Omar Al-Bashir’s neoliberal militia brought Sudan’s rural wealth to global markets by adapting key elements of the neoliberal policy programme. He privatised production and security systems, he allowed markets to regulate themselves, and he eviscerated trade unions and social services.

It wasn’t exactly what the International Monetary Fund had in mind, but they could work with what he and his security men offered.

In 2025, the neoliberal trade regime which helped to create Sudan’s militia system is being replaced by tariffs, trade blocs, limits on technology transfer, and limits on labour migration.

Universal free trade is being replaced by a new kind of mercantilism. Mercantilism is an old word for economic nationalism, which seeks to maximize exports and minimize the imports of a country.

Mercantilism seeks to accumulate wealth within a country’s borders, and to use trade to dominate other countries. It was the economic doctrine which backed the first European wars of plunder and the rise of the European colonial system.

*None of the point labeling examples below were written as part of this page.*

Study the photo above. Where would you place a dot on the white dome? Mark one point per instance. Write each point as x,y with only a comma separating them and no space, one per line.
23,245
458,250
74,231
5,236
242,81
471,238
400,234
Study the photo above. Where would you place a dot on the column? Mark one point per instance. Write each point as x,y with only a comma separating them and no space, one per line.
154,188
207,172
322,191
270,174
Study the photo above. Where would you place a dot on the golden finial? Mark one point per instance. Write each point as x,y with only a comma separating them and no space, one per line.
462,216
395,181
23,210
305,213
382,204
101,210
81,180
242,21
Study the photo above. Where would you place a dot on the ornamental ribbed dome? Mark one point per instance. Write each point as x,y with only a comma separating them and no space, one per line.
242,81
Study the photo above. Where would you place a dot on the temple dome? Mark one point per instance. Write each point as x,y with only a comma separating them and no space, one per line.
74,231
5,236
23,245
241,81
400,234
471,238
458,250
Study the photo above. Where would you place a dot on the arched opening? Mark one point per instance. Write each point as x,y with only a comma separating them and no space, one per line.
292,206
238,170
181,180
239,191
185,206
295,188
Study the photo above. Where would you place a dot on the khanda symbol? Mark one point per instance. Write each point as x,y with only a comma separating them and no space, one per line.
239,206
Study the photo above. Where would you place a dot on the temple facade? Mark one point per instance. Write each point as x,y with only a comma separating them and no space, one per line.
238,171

Sudan played an important role in interpreting neoliberal policy prescriptions in the African context. What role will it play in a new mercantile order?

Again, the foreign trade statistics can help us understand this.

One single country was the destination for over half of Sudan’s exports in 2024, and the same country supplied a fifth of all Sudan’s imports: the United Arab Emirates.

The Sudanese government accuses the UAE of providing military support for the RSF, and in 2025, has accused the UAE of supporting genocide in Sudan.

But at the same time, the government sends the wealth created by Sudanese people from Sudan’s natural resources to the UAE’s market. The UAE wins every bet in Sudan.

The UAE is already playing a special role in the transition to a mercantile order in Africa. It is a special kind of state: tiny, outsized, rentier, authoritarian, expansionist, and mercantilist. It is the fourth biggest investor in Africa and its huge sovereign wealth funds operate about twenty ports around the continent.

In a prescient article published by Atar last year, Arif Elsaui argued that the UAE’s support for the RSF is linked to this network of control over African ports.

Just as Omar Al-Bashir needed militias to bring oil and gold to international markets, the UAE needs militias to protect its investments and its supply lines.

The RSF, or perhaps its successor, works as a kind of Wagner or Blackwater, securing markets for its international patrons.

Sudan’s foreign trade statistics suggest that this system of confiscating African wealth, processing it through foreign-controlled African ports, and accumulating it in faraway city states, can work for the UAE.

Exports are stable, and the UAE is able to maintain rates of extraction and profit, no matter what the cost to Sudan’s people, who own and create this wealth.